Wednesday, June 12, 2013

Choosing Which Instrument(s) To Play

I'm not sure how I knew that the tenor banjo was going to be the instrument for me.  Having never played any music or any instruments prior to getting a tenor banjo, I didn't know about its advantages or disadvantages, didn't really know how it compared to other instruments, and didn't yet know that Irish trad and oldtime would be the type of music that I would play on it.  It may have been when I figured out that GDAE tuned tenor banjo would be like playing a mandolin but with a banjo sound, that I decided to give it a shot.
London based Irish tenor banjo
player Mick O'connor
Tenor banjo remains my primary instrument, but I have since gotten a tenor guitar and a mandolin.  It might seem like that's three distinct instruments, but really it's not because I tune all of them GDAE.  The mandolin, being one octave higher, happens to have a shorter scale, requiring some different finger placements, but is still basically played the same way.  Eventually I would like to branch out to some truly different instruments.
One of those different instruments is going to be a guitar.  In fact, I already have a Go-Guitar on order.  I'm hoping this will be the only guitar I need for a while.  I'm not getting it because I have a strong desire to play guitar, but it's such a common instrument that I feel like I should at least familiarize myself with chord shapes and anything else guitar-related that I might need to know.  Although I'm sure it'll be fun flatpicking some fiddle tunes.  

At the risk of stretching myself too thin, eventually I'd like to go beyond just stringed instruments.  When I think along these lines there are two different directions I see myself being pulled.  One is toward the tin whistle.  I can't say that I'm particularly attracted to the tin whistle's sound and playability, but I would be drawn to its portability.  It would be nice to be able to make music on such a small, compact instrument.  Traveling would be easier than trying to lug around a banjo.  
Tin Whistles
Another plus is that tin whistles aren't that expensive.  The only con I can think of is I wonder if my life-long breathing and sinus issues would be a hindrance toward playing this woodwind instrument?  Another instrument I'd put in the portable, inexpensive category is the harmonica, but I'd definitely choose a tin whistle over harmonica.
Two-Row Irish style button accordion
What really calls to me, however, is something in the accordion or concertina family.  At the moment, I'm extremely ignorant when it comes to these types of free-reed instruments, so I don't know whether it should be the piano accordion, the Irish button accordion or the Anglo concertina?  I just know that I like the sound of all three.

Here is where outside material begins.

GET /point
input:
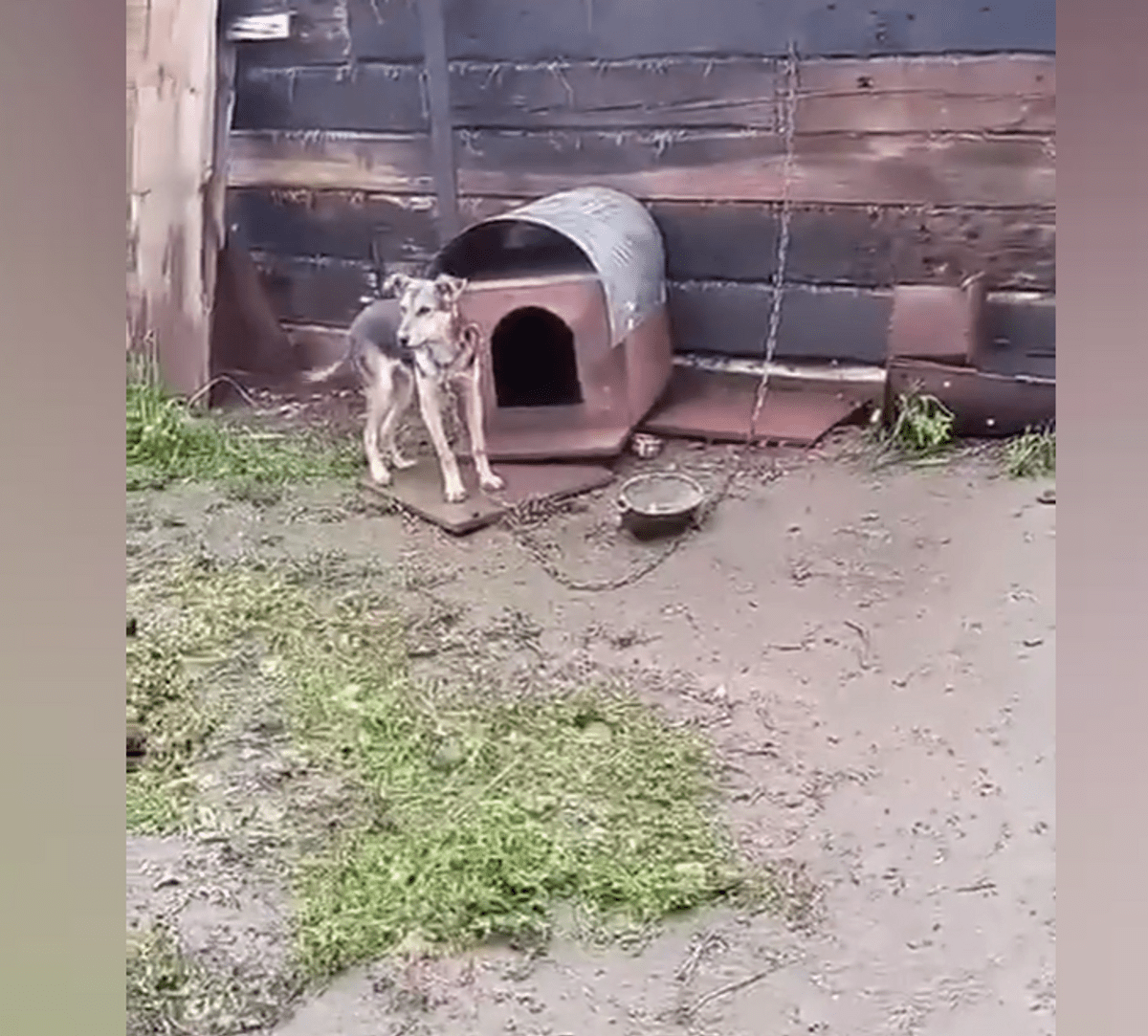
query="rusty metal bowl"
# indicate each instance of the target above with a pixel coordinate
(659, 503)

I can probably rule out the piano accordion.  I've never played piano, so it wouldn't have any advantage there.  It's also bigger than the button accordion and concertina, and not as common in one of the styles of music I like to play - Irish trad.  
Dan Gurney, accordion
The Irish button accordion is the one - you guessed it - used in Irish music. One possible influence for me could be Dan Gurney of The Yanks.  He is one of the leading young players of this instrument and I'm already a fan.  Going farther back, the County Tipperary Paddy O'Brien is another accordion player that I admire.   Paddy composed many tunes as well.  I have his tunebook with the notation.
Oldtime concertina player Bertram Levy
The Anglo concertina seems cool too though.  It's more compact than an accordion, fitting into what looks like a little hat box or bowling ball case.  Niall Vallely is an Irish concertina player whose playing I am fond of.  Another big pro for the concertina is the fact that Bertram Levy uses it in oldtime music.  His "The Bellow and The Bow" CD with Kirk Sutphin is one of my favorite oldtime recordings.

It's more by coincidence than anything else that the instruments mentioned above - tin whistle, concertina and accordion - all happen to be instruments used in Irish music.  If I chose one of these instruments, I would certainly want to also bring to life suitable Appalachian melodies.  I love oldtime fiddle tunes, but most, if not all, of the common oldtime instruments are stringed instruments, and outside of getting a guitar I don't want to pursue any more stringed instruments.
Augustus Pablo on melodica
Actually, another instrument I may have an interest in is the melodica, and that's mainly because one of my idols John Medeski plays one and the Jamaican musician Augustus Pablo played one.  A melodica may encourage exploration into other styles of music.  Once again though, having never played piano, I wouldn't have that experience to base it on, and my breathing/sinus problems may be a hindrance.

Speaking of piano, I've been thinking for a while that an electronic keyboard would be a good instrument for ear training and the study of music theory.  I don't see myself actually wanting to play a piano, but a little keyboard might be a good practice instrument, to help increase my overall understanding of music and intervals.

Yamaha keyboard
I guess there's no reason why I can't pursue each of these instruments over time.  One thing that just occurred to me is that, as a lefty, all of my stringed instruments are made to be lefty with the strings reversed from normal.  But the non-stringed instruments I mentioned here are neither righty nor lefty - you simply play them the way they are without the option or need(?) for reversal.  That might be interesting in an ambidextrous kind of way.  Tenor banjo will likely always be my main instrument, but this music bug is making me want to experiment with other "exotic" instruments.